Since taking power, Prime Minister Luxon’s coalition will reverse the oil and gas ban, delay agricultural emissions pricing, and boost mining.
This government shift aims to boost exports, addressing a 0.3% growth for the year to March 2024 and a 6.8% GDP deficit.
Exports account for almost a quarter of New Zealand’s economy.
“The economic situation for me, is arguably the worst of the set of circumstances that I can remember in my adult life,” Resources Minister Shane Jones said.
“So when the opportunity arose to champion the re-emergence of the mineral sector it was driven by quite a brutal understanding of what our economic situation is,” he added.
The agricultural sector, including fishing, contributes 5% to the economy and 80% of exports. However, farmers argue that reversing environmental policies would make dairy and meat production costly.
While farmers and companies have praised the changes, environmentalists criticize the coalition for its perceived shortsighted policies.
“They are not looking at both sides of the ledger here, and the economic impacts of wrecking the joint for a few quick bucks for the government of this day, and therefore putting at risk the prosperity of future generations of New Zealanders,” said Nicola Toki, chief executive of environmental organization Forest and Bird.
Last week, Air New Zealand dropped its 2030 emissions target due to aircraft delays and costly green fuel; the Green Party is concerned.
Last week, the government Climate Commission report highlighted major risks for New Zealand’s 2030 and 2035 emission and methane reduction targets.
Any shortfall in targets will require increased offshore mitigation, with costs potentially reaching NZ$23.5 billion ($14 billion), as forecasted.
Balancing Emission Targets with Economic Growth
The government is working on a climate change plan, focusing on tree planting, boosting renewable energy, and investing in emissions-reducing technology.
Climate Minister Simon Watts said the government expects to meet the 2030 target; however, more work is needed for 2035.
“The Government is committed to meeting our climate change targets, but the way in which we do this will be different to former New Zealand Governments,” he said. “This Government is using a least-cost approach to meet our climate targets.
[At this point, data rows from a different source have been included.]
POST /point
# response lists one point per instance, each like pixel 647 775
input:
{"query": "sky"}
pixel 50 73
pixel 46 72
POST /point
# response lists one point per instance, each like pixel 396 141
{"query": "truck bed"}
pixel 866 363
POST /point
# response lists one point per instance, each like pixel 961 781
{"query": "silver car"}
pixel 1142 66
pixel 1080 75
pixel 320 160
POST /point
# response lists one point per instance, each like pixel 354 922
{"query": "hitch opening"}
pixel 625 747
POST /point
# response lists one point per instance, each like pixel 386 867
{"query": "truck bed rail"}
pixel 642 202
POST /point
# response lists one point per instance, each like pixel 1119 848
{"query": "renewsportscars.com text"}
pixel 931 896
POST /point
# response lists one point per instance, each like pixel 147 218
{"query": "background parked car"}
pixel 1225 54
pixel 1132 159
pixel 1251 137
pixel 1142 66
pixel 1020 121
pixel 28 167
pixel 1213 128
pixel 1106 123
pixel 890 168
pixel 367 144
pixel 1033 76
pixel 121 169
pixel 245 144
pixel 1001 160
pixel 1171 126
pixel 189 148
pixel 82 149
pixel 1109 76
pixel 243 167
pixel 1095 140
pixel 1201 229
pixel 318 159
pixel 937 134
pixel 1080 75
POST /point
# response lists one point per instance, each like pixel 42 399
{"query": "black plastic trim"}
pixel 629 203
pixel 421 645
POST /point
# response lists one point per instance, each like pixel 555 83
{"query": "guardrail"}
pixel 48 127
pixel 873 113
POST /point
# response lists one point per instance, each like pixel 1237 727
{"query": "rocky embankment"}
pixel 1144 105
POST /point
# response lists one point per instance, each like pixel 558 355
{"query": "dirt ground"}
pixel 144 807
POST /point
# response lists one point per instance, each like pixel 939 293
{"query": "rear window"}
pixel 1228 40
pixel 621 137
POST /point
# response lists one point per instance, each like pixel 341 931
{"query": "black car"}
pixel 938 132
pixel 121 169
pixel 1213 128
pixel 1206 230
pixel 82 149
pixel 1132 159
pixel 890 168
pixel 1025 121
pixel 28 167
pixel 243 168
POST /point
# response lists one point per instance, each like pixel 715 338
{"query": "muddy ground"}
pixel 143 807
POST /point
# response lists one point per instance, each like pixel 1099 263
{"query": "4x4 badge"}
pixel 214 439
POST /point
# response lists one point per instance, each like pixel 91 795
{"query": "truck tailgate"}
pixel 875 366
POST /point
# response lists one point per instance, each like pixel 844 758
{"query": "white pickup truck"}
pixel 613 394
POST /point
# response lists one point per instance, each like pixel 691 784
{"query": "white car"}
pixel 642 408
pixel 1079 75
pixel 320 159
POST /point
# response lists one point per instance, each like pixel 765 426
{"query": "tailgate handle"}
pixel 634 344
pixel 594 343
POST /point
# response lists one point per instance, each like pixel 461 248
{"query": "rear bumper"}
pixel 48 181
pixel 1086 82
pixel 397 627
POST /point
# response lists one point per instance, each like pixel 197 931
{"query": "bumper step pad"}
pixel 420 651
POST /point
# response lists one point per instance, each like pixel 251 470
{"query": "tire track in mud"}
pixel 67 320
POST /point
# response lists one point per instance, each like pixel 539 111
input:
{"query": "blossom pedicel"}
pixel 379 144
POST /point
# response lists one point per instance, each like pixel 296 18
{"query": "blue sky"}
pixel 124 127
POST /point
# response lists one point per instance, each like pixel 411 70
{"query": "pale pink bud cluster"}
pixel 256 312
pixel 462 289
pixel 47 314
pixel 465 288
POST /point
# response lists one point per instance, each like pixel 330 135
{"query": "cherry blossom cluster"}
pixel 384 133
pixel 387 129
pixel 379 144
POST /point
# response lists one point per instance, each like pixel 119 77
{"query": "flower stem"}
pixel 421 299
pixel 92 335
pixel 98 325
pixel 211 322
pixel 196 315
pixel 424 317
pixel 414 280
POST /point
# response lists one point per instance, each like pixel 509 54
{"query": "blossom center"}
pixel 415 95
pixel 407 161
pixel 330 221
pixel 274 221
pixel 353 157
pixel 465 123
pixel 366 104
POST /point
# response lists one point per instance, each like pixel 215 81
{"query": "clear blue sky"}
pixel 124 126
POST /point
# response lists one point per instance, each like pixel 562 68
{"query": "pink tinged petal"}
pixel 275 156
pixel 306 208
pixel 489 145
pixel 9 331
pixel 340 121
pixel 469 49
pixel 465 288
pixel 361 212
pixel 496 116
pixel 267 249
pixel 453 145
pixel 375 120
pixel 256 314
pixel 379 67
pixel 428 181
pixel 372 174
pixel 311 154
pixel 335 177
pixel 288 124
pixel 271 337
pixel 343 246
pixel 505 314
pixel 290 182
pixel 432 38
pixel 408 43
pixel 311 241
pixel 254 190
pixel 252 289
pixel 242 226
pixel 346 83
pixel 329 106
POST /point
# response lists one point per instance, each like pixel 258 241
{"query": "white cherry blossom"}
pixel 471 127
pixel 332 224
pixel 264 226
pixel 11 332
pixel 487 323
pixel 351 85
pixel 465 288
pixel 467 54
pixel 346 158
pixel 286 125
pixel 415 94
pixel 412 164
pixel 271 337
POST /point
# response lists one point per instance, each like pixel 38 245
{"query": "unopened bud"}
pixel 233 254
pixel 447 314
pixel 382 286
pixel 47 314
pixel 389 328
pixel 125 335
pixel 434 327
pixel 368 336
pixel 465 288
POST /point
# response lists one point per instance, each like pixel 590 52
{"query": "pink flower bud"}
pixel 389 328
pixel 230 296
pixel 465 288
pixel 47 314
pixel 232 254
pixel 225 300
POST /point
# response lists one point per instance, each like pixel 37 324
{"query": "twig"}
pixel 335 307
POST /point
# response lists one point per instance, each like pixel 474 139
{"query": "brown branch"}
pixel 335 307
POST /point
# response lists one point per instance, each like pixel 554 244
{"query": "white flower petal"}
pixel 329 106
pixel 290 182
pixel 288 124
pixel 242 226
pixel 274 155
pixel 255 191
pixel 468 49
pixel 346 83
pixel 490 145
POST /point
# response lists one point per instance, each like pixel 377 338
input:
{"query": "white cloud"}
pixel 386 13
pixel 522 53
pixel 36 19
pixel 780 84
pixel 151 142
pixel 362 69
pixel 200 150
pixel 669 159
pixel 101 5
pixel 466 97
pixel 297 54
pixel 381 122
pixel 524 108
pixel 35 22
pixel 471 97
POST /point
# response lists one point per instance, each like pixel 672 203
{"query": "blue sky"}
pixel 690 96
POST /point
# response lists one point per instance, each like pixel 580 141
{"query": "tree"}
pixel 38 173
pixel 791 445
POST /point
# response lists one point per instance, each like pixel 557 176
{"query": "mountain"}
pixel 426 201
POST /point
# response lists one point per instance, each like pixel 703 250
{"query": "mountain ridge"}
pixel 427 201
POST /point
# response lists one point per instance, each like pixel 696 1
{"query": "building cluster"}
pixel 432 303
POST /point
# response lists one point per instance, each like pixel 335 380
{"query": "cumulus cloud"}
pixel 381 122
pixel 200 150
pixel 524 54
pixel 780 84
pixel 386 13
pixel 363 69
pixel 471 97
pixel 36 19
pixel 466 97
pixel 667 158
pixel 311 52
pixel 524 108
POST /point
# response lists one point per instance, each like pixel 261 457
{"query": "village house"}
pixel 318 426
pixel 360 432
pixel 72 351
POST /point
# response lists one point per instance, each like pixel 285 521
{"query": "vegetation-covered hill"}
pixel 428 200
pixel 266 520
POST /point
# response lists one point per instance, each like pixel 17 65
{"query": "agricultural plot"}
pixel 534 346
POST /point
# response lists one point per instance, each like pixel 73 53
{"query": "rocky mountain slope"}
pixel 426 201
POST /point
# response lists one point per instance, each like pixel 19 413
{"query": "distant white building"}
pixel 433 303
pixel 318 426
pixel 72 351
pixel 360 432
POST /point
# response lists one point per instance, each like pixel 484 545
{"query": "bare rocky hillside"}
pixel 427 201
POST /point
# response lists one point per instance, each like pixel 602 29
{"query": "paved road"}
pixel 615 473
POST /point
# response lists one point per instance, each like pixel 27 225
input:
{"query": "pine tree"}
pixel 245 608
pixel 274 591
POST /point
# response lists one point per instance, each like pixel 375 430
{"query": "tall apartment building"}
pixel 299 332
We will not shut down sectors that are boosting our economy and exports.”
Environmentalists, however, say this is not enough.
Sara Walton, co-director of the University of Otago Climate Change Research Network, warned of New Zealand’s reputational and financial risks for missing targets.
“It’s more important than ever for companies to be reducing their emissions in order to remain competitive internationally in terms of supply chains,” said Walton.
Sara Walton, co-director of the University of Otago Climate Change Research Network, warned of New Zealand’s reputational and financial risks for missing targets.
Agricultural emissions will continue to be taxed from 2030; however, rules for protecting significant natural areas to support biodiversity are suspended.
Other areas targeted by the government include energy and natural resources.
It will reinstate oil and gas exploration, previously banned by Jacinda Ardern in 2018, to reduce coal imports and lower energy prices.
The government aims to double mineral exports to NZ$2 billion in 10 years and has announced a resource stocktake.
It also proposes a fast-track process, enabling mines to bypass current consents with ministerial approval.
Cindy Baxter, chair of Kiwis against Seabed Mining, fears this could enable a controversial project on New Zealand’s west coast.
“It’s a beautiful piece of ocean with reefs and sea life… which could be absolutely destroyed by seabed mining,” Baxter said.